U.S. stocks are rising Friday as major indexes continue to set records. Some of the largest gains are going to industries that have been left out of the post-election rally, including health-care companies and makers of household goods. Banks, which have led that surge, are slipping.
KEEPING SCORE: The Dow Jones Industrial Average added 62 points, or 0.3 percent, to 19,677 as of 11:18 a.m. Eastern time. The Standard & Poor’s 500 index rose 8 points, or 0.3 percent, to 2,253. The Nasdaq composite gained 27 points, or 0.5 percent, to 5,444.
The Russell 2000 index of smaller-company stocks advanced 3 points, or 0.2 percent, to 1,389. All four indexes closed at record highs Thursday and they’re on pace for their biggest weekly gains since the presidential election.
HEALTH-CARE HOPPING: Drug companies bounced back.

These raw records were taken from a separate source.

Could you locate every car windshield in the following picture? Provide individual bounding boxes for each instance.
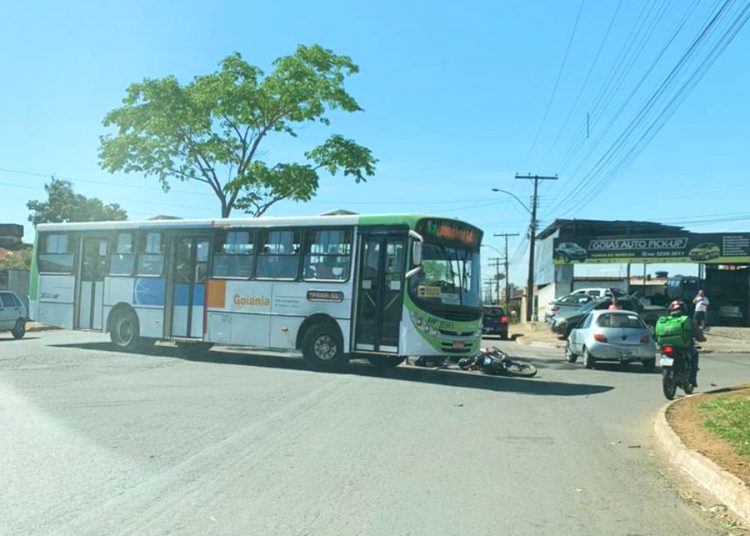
[409,243,481,307]
[596,312,646,329]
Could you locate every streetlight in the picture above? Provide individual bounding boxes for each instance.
[482,244,503,305]
[492,188,533,215]
[492,188,536,322]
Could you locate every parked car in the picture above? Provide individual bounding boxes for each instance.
[482,306,508,340]
[550,297,640,338]
[688,242,721,261]
[717,305,744,325]
[565,310,656,372]
[0,290,28,339]
[544,294,593,322]
[571,287,625,298]
[555,242,589,262]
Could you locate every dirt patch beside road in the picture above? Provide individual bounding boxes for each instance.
[667,386,750,485]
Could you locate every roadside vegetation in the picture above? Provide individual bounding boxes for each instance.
[698,388,750,456]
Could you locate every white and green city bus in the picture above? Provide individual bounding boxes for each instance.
[30,215,482,369]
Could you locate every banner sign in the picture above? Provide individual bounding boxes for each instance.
[553,233,750,264]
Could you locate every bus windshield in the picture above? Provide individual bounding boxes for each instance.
[410,243,481,307]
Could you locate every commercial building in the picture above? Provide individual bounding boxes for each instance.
[534,220,750,325]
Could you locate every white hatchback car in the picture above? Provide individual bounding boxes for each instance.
[0,290,28,339]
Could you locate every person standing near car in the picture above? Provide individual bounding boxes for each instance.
[607,291,622,311]
[693,290,711,329]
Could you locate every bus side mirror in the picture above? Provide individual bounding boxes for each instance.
[405,231,424,279]
[409,231,424,266]
[411,240,422,266]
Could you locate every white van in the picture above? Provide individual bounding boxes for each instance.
[0,290,29,339]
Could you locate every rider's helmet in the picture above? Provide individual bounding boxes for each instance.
[669,300,687,316]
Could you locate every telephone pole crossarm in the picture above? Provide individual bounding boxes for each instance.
[493,233,518,313]
[516,174,557,322]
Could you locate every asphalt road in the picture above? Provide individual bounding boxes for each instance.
[0,331,750,536]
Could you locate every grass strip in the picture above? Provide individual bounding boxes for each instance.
[698,395,750,456]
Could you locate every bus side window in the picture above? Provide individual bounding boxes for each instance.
[37,233,74,274]
[136,233,164,276]
[109,233,135,275]
[303,228,351,281]
[213,230,255,279]
[256,229,302,279]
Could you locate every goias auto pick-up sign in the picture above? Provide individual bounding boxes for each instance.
[553,233,750,264]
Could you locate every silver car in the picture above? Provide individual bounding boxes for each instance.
[565,309,656,372]
[544,294,593,324]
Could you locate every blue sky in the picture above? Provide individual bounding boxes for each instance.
[0,0,750,283]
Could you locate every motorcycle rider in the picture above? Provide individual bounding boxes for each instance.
[669,300,706,387]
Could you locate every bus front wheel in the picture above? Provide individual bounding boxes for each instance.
[109,309,141,351]
[302,323,347,370]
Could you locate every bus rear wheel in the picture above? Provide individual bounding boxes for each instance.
[367,355,406,368]
[177,342,213,359]
[109,309,141,352]
[302,323,348,370]
[11,318,26,339]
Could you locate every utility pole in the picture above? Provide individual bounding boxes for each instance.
[516,173,557,322]
[487,257,503,305]
[493,233,518,314]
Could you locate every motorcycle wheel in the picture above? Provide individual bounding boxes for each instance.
[661,367,677,400]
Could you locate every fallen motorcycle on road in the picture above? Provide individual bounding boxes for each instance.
[458,346,537,378]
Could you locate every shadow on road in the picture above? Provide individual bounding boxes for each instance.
[0,337,39,342]
[51,342,614,396]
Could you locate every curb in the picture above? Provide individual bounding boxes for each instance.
[654,400,750,523]
[26,322,62,333]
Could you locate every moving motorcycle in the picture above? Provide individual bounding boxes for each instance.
[659,344,693,400]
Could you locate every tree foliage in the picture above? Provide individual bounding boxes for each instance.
[99,45,376,217]
[26,177,128,225]
[0,247,32,272]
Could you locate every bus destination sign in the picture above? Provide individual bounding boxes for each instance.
[417,218,482,248]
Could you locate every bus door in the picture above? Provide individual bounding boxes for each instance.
[75,237,109,329]
[354,232,407,354]
[170,235,209,338]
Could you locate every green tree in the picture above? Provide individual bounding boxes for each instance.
[99,45,377,217]
[26,177,128,225]
[0,247,31,272]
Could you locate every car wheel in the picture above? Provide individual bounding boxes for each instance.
[565,341,578,363]
[11,318,26,339]
[302,323,348,370]
[583,346,596,368]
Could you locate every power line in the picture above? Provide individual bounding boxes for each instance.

Biotechnology companies had been hit hard this week after President-elect Donald Trump said he wants to reduce drug prices, but they have now recovered those losses. Biogen jumped $12.59, or 4.3 percent, to $302.13, and Botox maker Allergan rose $4.88, or 2.6 percent, to $193.35. Pfizer added 86 cents, or 2.8 percent, to $31.80.
TECH CLIMBING: Technology stocks rose for the sixth consecutive day. They are still slightly lagging the market since last month’s presidential election. Chipmaker Broadcom rose $8.54, or 5 percent, to $179.25 after reporting earnings that were far above expectations. The company also doubled its quarterly dividend. Apple gained $2.14, or 1.9 percent, to $114.27. The tech giant also hasn’t done much since the election. Google parent Alphabet, which has traded lower over the last month, picked up $7.91, or 1 percent, to $803.08.
TAKEOFF: United Continental rose $1.78, or 2.4 percent, to $74.52 and American Airlines leaped $1.73, or 3.6 percent, to $49.78 after both companies reported encouraging revenue measurements.
GET SOME REFRESHMENTS: Coca-Cola climbed as investors were pleased with the company’s CEO transition plans. Coke said Muhtar Kent, 64, will step down in May after eight years as CEO. He will remain chairman of the board. Chief Operating Officer James Quincey, who has worked at the company for 20 years, will become CEO. The company’s stock gained $1.07, or 2.6 percent, to $42.05.
Other consumer-goods makers also climbed. Procter & Gamble, which makes Tide detergent, Charmin toilet paper, and many other products, picked up 56 cents to $84.06. PepsiCo gained $1.31, or 1.3 percent, to $103.46. The household-goods sector is down about 2 percent since the election. Only those companies and utilities have fallen since Nov. 9.
HARD TIMES: Furniture and housewares company Restoration Hardware tumbled after its fourth-quarter forecast was far weaker than analysts had expected. The company said consumers spent less because of the election and it shipped its catalogues later than planned. The stock lost $6.46, or 16.6 percent, to $32.53. It’s down 59 percent this year.
BANKS: Financial companies were headed for a rare loss. Financial-services firm T. Rowe Price gave up $1.33, or 1.7 percent, to $77.29, and insurer Aflac shed $1.25, or 1.8 percent, to $68.37. The S&P 500 financial index has climbed 18 percent since the election. That’s twice as much as any other sector, and the S&P 500 overall is up 2.8 percent.
ENERGY: Benchmark U.S. crude oil jumped 57 cents, or 1.1 percent, to $51.41 a barrel in New York. Brent crude, the international standard, added 19 cents to $54.08 a barrel in London.
BONDS: U.S. government bond prices slipped again. The yield on the 10-year Treasury note inched up to 2.43 percent from 2.41 percent. That yield is used to set interest rates on many kinds of loans, including mortgages.
CURRENCIES: The dollar rose to 115.14 yen from 114.20 yen. The euro fell to $1.0541 from $1.0603.
OVERSEAS: The CAC 40 in France was up 0.5 percent and the British FTSE 100 rose 0.2 percent. Germany’s DAX rose 0.2 percent. Japan’s Nikkei 225 gained 1.2 percent as the yen weakened against the dollar. Hong Kong’s Hang Seng index fell 0.4 percent.
South Korea’s Kospi index slid 0.3 percent after legislators voted to impeach President Park Geun-hye over a corruption scandal. She has denied allegations that she colluded with a confidante who extorted companies and manipulated state affairs. South Korea’s prime minister will lead the country until a high court rules if Park must resign.